My Body Is a Stranger to Me

My body is a stranger to me.”    

This was a comment from a dear friend when we approached looking for a simple yoga pose that she could be comfortable with.  Dear Friend has been suffering with many physical problems due to being overweight for years. She told me all that I needed to know with that one spontaneous response when she attempted to get into a simple knee to chest pose. On the other hand it was this simple position, which revealed to Dear Friend and to me of how she related to her body.

 One definition of Hatha Yoga is “to harmonize,” to balance body, mind and breath. When I first started yoga I was not challenged with a lack of flexibility or strength, I was challenged by an intense restless mind, which created an equally restless body. Yoga captured me by giving me an experience that was calming and centering.  My first experience gave me something I hadn’t had before… a relationship with myself that gave me back to myself.

While so many people are strangers to their body, turned away or have never allowed themselves to be introduced, others are strangers to their “inner self.” 

When people are very overweight there is a deep disconnect from the physical and the emotional body.  While the desire for change is great, they cannot imagine how they could ever begin to exercise, or for that matter ever join in on a general yoga class.

I am an advocate for “yoga for every body,” because there is something to be found from practice on so many levels no matter what difficulties or limitations we face.  Yoga is the most wonderful tool that can give one a sense of self-intimacy and the potential for an inner calm, which eludes the majority of people looking for a way to relax.

Although I started doing yoga for the exercise that it gave my body, I was not prepared for the transformation that I would experience years after I started, that still continues over 30 years later.

For students who are overweight and have been intimidated by group exercise classes, I consider yoga a practice that emphasizes not only movement of muscle and joints, but also the movement of consciousness and awareness back to connecting with one self.  Too many people shy away from yoga because they are overweight or physically very tight.  This assumption keeps people from yoga who would receive the greatest benefits and need it as much as anyone else.
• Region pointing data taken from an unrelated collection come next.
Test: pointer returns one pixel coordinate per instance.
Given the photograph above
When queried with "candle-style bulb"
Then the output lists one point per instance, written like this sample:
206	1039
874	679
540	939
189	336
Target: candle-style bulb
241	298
Emphasized by media coverage of beautiful, skinny, flexible, young women shown in hard to achieve contortions segregates most full figured women from feeling comfortable attending yoga classes.
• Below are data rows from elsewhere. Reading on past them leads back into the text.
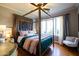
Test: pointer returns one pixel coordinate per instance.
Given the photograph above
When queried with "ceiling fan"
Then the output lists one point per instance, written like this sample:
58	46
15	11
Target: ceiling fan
39	6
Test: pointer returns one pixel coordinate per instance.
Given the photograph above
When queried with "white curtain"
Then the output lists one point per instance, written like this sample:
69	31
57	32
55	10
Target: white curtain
59	28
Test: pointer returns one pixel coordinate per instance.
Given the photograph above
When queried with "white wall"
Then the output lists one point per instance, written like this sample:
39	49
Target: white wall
6	17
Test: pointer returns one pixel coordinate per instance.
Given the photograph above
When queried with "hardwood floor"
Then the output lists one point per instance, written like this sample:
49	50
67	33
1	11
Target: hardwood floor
58	51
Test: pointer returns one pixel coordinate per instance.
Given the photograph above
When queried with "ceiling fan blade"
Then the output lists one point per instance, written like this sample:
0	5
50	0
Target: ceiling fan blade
44	4
46	12
33	4
30	11
46	9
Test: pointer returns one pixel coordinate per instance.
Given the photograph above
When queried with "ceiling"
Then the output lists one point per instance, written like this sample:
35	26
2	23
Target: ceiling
23	8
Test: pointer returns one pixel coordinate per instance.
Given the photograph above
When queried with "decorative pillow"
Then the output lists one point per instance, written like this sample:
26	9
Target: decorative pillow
23	33
72	39
30	33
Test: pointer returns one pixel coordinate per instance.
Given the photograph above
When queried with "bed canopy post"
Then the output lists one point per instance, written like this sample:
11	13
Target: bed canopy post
39	13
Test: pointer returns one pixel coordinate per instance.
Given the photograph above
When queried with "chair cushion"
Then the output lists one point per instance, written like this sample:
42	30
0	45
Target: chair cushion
71	39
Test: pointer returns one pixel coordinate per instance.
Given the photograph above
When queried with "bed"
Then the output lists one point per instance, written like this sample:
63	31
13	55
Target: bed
31	43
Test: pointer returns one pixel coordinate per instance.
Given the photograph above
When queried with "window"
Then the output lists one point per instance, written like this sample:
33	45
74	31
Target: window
43	27
47	25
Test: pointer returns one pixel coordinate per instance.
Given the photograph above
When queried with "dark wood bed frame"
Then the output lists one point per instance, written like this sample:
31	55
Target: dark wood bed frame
17	20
Yoga gives you a connection with your body in a way that changes habits in diet through self-awareness. I would hope that people with weight issues would try yoga with the expectation of coming back to their body.  Along with a calm approach to dealing with emotional blocks, which is what so often keeps people a stranger to their body, yoga can be the beginning of a healthier and happier relationship with their body, which was intended to serve us as a graceful vehicle for the spirit to creatively express itself.